Чтение Шопенгауэра произвело на меня сильнейшее впечатление и нанесло решительный удар тем неопределенным пантеистическим настроениям, в которых я искал успокоения. Для меня стало ясно, что миросозерцание, для которого нет ничего над миром, логически-неизбежно приводит к пессимизму. Ярко нарисованная Шопенгауэром картина мировых страданий наглядно показала мне всю нелепость отождествления мира с Богом. Но с другой стороны из этого же чтения мне стало ясно, что весь мир жаждет той полноты бытия, которой в нем нет, что недостижение этой цели всего мирового стремления и есть корень страданий живых существ. Воля алчущая, жаждущая, и не могущая насытить своей жажды, вот, казалось мне тогда, — прекрасное изображение мира, как он есть в действительности. Но этот мир, томящийся в суете, предполагает полноту, которая составляет цель его стремления, как что-то другое, над ним. Одно из двух, или есть над миром та полнота бытия, к которой все стремится, или суетна цель мирового стремления. Иными словами, в результате чтения Шопенгауэра передо мною ставился вопрос уже не философский только, а определенно религиозный.

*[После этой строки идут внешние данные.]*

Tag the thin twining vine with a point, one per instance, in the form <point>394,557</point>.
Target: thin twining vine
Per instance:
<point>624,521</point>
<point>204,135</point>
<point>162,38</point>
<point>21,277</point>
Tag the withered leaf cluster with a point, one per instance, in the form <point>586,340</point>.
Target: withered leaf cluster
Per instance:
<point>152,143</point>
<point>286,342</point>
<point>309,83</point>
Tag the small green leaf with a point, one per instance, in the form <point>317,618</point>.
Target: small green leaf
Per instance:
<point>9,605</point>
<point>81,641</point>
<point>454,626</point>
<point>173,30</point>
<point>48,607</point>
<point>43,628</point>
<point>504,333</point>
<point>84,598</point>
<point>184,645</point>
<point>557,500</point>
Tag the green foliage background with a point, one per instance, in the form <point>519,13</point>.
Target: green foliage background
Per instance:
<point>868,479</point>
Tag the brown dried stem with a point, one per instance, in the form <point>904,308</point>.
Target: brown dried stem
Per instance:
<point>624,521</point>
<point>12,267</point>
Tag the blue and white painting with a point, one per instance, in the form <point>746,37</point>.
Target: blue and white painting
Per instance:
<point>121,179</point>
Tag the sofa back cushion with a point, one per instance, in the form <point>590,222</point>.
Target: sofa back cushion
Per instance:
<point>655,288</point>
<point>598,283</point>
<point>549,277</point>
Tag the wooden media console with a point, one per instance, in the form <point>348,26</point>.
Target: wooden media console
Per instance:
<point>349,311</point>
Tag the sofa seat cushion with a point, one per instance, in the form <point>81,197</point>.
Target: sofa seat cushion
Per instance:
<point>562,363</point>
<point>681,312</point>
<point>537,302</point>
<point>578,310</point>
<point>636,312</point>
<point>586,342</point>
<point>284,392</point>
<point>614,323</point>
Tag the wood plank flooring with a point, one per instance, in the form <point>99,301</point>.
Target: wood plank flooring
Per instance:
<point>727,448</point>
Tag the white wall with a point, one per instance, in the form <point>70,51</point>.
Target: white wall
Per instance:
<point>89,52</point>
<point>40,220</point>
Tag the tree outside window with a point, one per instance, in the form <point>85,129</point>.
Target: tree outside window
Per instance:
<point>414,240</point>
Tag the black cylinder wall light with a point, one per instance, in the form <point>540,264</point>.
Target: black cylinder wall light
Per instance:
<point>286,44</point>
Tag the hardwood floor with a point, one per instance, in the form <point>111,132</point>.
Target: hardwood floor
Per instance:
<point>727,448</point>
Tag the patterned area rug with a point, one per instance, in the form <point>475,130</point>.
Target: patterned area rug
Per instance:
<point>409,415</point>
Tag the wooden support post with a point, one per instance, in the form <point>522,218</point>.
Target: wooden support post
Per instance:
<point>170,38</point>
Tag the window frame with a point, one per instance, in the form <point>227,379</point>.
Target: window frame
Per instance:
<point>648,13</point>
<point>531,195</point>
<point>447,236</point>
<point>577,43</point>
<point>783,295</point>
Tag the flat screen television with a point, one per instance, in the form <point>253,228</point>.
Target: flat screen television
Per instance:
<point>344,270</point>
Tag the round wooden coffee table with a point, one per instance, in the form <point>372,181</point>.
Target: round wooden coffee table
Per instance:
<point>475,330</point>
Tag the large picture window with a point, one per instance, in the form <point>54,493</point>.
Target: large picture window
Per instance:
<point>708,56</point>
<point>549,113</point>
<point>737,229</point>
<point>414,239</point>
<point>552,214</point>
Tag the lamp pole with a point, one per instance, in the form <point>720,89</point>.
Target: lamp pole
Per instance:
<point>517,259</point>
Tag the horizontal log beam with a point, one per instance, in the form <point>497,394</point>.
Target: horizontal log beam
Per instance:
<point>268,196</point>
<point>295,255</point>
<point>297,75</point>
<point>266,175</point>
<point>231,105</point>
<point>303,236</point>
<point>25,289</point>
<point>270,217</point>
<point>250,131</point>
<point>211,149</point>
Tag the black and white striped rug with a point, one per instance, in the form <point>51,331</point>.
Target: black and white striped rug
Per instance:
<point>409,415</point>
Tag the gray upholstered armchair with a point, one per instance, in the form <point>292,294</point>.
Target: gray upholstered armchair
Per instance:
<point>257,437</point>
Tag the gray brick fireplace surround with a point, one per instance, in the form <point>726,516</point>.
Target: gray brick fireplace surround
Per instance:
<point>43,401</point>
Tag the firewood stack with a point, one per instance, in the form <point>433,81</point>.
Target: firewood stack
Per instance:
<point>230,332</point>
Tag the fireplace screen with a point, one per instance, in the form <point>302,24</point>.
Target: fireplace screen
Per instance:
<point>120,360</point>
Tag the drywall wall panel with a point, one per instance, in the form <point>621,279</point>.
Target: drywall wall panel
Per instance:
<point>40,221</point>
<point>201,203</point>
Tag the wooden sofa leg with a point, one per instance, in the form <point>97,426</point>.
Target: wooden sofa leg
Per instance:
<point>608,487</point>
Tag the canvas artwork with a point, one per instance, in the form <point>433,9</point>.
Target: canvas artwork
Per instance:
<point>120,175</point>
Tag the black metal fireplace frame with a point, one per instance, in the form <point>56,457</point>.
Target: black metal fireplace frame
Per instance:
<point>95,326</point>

Ведь полнота бытия над миром — и есть Бог. Все живое его ищет и к нему стремится, но доказать его существование — нельзя. Можно только поверить в жизнь, тогда нужно принять и ее религиозные предположения. Наоборот, отвергнуть эти предположения — значит отвергнуть и осудить жизнь. Одно из двух: или Бог есть или жить не стоит. Эта дилемма ставилась передо мною знакомством с философским пессимизмом; и в то же время я нашел ее в ясной, определенной формулировке у Достоевского.

К постановке религиозного вопроса готовило меня и все предшествовавшее мое развитие. Самоуверенность мысли была окончательно разбита критикою: от прежнего ее догматического нигилизма не осталось и следа. Этот догматизм, стремившийся сдвинуть Россию с ее основ, и вступивший на путь кровавых потрясений, теперь производил на меня отталкивающее впечатление.

Сомнение во всемогуществе мысли неизбежно возвышает ценность веры; оттого эпохи философского скептицизма в истории так часто готовили путь к религии. Это совершенно неизбежно; когда развенчанный разум перестает быть верховным руководителем человеческой жизни, руководительство легко и естественно переходит к вере.

В этом же направлении утверждал нас, обоих братьев, целый ряд веяний. Я заинтересовался «Критикою отвлеченных начал» Соловьева, которая печаталась в «Русском Вестнике» одновременно с «Братьями Карамазовыми». Мой брат наткнулся на богословские произведения Хомякова, которые тотчас были нами обоими прочтены с жадностью. Благодаря этим влияниям наш поворот к религии не остановился на промежуточной ступени неопределенного и расплывчатого теизма, а сразу вылился в определенную и ясную форму возвращения к «вере отцов».

«Помню то глубокое чувство внутреннего счастья, которое проникло в душу, когда она озарилась этим сознанием истины Христовой. Это была радость искупления в буквальном смысле слова, потому что я переживал восстановление разрушенной целости моего человеческого существа. До этой минуты все в нем было раздор и внутреннее противоречие. Душа требовала полноты бытия, как цели, к этой цели направлялось все жизненное устремление; а разум в то же время утверждал, что вся эта цель — иллюзия. Нет Бога, стало быть нет и полноты; и если нет полноты, то нет смысла, нет и цели».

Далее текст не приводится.